Some thoughts on math

From Roger Schank at The Pulse:

[T]there is no evidence whatsoever, that accumulation of facts and background knowledge are the same thing. In fact, there is plenty of evidence to the contrary. Facts learned out of context and apart from actual real world experience that is repeated over and over are not retained. . . .

[K]ids don’t like math much and it is clear why. They find it boring and irrelevant to anything they care about doing. If you think math is so important, then why not teach it within a meaningful context, like business, or running a school doing the kind of math you had to do to do that – which certainly wasn’t algebra II. There is plenty of evidence that shows that teaching math within a real and meaningful context works a whole lot better than shoving it down their throats and following that with a multiple choice test. . . .

[T]here is no evidence whosoever that says that a nation that is trailing in math test scores will somehow trail in GDP or whatever it is you really care about. This is just plain silly, but we keep repeating the mantra  that we are behind Korea in math as if it has been proven that this matters in some way. . . .

[N]early every grown adult has forgotten whatever algebra he or she ever learned to pass those silly tests, so it is clear that algebra is meaningless for adult life. I ask every important person in public life that I meet to tell me The Quadratic Formula. No one has ever been able to do so.

From David Thornburg at The Pulse:

Recent pronouncements from Washington regarding math education have suggested that pedagogical points of view don’t matter in the teaching of mathematics.

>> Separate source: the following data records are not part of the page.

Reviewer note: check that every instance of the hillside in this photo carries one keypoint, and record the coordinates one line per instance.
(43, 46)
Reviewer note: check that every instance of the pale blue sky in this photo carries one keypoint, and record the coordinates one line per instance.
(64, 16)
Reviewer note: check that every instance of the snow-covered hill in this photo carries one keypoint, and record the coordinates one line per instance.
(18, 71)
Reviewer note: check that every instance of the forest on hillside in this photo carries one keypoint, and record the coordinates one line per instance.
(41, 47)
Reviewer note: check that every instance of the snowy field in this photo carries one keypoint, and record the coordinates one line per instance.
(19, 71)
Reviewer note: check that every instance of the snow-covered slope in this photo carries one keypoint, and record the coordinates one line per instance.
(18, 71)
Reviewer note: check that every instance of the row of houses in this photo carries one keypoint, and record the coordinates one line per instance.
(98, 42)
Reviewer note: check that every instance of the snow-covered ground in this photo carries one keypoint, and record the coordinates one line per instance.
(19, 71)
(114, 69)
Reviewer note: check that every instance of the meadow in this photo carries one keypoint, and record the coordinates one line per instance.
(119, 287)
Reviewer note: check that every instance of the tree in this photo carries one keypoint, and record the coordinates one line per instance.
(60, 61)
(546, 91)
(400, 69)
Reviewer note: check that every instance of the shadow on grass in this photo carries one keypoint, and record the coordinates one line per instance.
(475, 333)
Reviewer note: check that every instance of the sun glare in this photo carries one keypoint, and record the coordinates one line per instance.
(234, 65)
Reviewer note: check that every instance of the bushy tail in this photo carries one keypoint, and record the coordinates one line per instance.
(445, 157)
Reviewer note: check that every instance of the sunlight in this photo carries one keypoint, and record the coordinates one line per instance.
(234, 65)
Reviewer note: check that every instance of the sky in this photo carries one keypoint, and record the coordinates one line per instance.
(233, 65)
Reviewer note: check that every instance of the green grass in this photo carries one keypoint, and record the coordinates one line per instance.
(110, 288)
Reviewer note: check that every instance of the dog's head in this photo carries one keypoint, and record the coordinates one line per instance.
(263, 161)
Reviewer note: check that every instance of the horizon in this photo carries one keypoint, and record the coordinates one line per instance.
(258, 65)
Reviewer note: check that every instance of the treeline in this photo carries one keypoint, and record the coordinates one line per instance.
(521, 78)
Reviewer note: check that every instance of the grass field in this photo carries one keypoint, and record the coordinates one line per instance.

For example: "There is no basis in research for favoring teacher-based or student-centered instruction," Dr. Larry R. Faulkner, the chairman of the panel, said at a briefing last Wednesday. "People may retain their strongly held philosophical inclinations, but the research does not show that either is better than the other."

Well, actually, Larry, if you read the “Rising Above the Gathering Storm” document (National Academies Press, 2007) you will likely be shocked to learn that, in fact, there are two methodologies proven to improve math proficiency: Statewide specialty high schools (e.g., IMSA) and inquiry-driven project-based learning (e.g., constructionism.) Now it may well be that Dr. Faulkner has more reliable sources than those at the National Academy of Science and other groups that contributed to this 591 page report on the challenge faced by the US in the areas of science and math education. However, let’s assume for the moment that the National Academies tend to use fairly reliable folks to generate their reports. In this case, then Faulkner is simply flat out wrong. There IS research showing that one methodology is better than another, and I just cited it. The fact that this research was reported by the same government that claims it does not exist is a puzzlement at best, and an example of the “big lie” at worst. Faulkner’s strategy seems to be that, if you lie to the American public loudly enough, it will believe you.

8 Responses to “Some thoughts on math”

  1. There seems to be a dearth of links/quotes that represent the other side of the debate. Let me know if you need any.

  2. Matthew, absolutely. I just thought these two were interesting. Send ’em my way (or, better yet, blog about them and link to this post)!

  3. Wow!

    Apparently Mr. Tabor is an expert on all subjects, mathematics learning as well.

    Perhaps he should disagree with Dr. Thornburg or Dr. Schank on The Pulse where their original articles reside.

    I look forward to his proof that algebra is connected to GDP.

  4. Gary,

    Thanks for the kind words – I’m pleased that you’ve recognized all that I have to offer. I lament that it came so late in the education debate, but I’ll let bygones be bygones. Let’s move forward.

    When I made my comment, I meant that I’d cull some of the better relevant bits so we could see the arguments on both sides. I didn’t suggest that I’d write them myself.

    Swing-and-a-miss, Gary.

  5. Swing-and-a-miss, indeed, Gary.

  6. I think that he is missing a lot of what the basis of mathematics gives students. A lot of students don’t realize how much math they do on a daily basis; just because they don’t specifically need or remember everything they do in Algebra II, doesn’t mean its not going to help them latter on in life. It is merely the building a foundation of mathematics, which they will use throughout their entire life.

  7. I’m perhaps not the best to counterargue — I use quite a bit of constructivism in my teaching, and work with an all-constructivism program in the summer. Two points though:

    1. “Connections with work” is not the only way to make grab students — presenting a piece as an exploratory puzzle rather than some raw procedure can work just as well. Many attempts at incorporation of real-life context are very forced, and frustrate more than interest the students who have to deal with a “word problem”.

    2. Some topics are scaffolds. Today in my class we are throwing around wads of paper and timing them, then using parametric equations with the quadratic formula to work out their velocity. While this is a “real-life” use of the quadratic formula, it can’t really be taught simultaneously — the lesson is simply using what was already learned. It’s like the Karate Kid not understanding wax-on, wax-off; eventually there *is* a payoff, and it can’t always be rushed in.

  8. Very interesting discussion I am a inspiring math major at GVSU and I headed towards an education degree. When I go to ask for help from my friends or from other educators (friends) and math is not their majors. They look at me as if I was speaking Spanish! So I agree with your statement that nobody knows/cares about math in their adult life.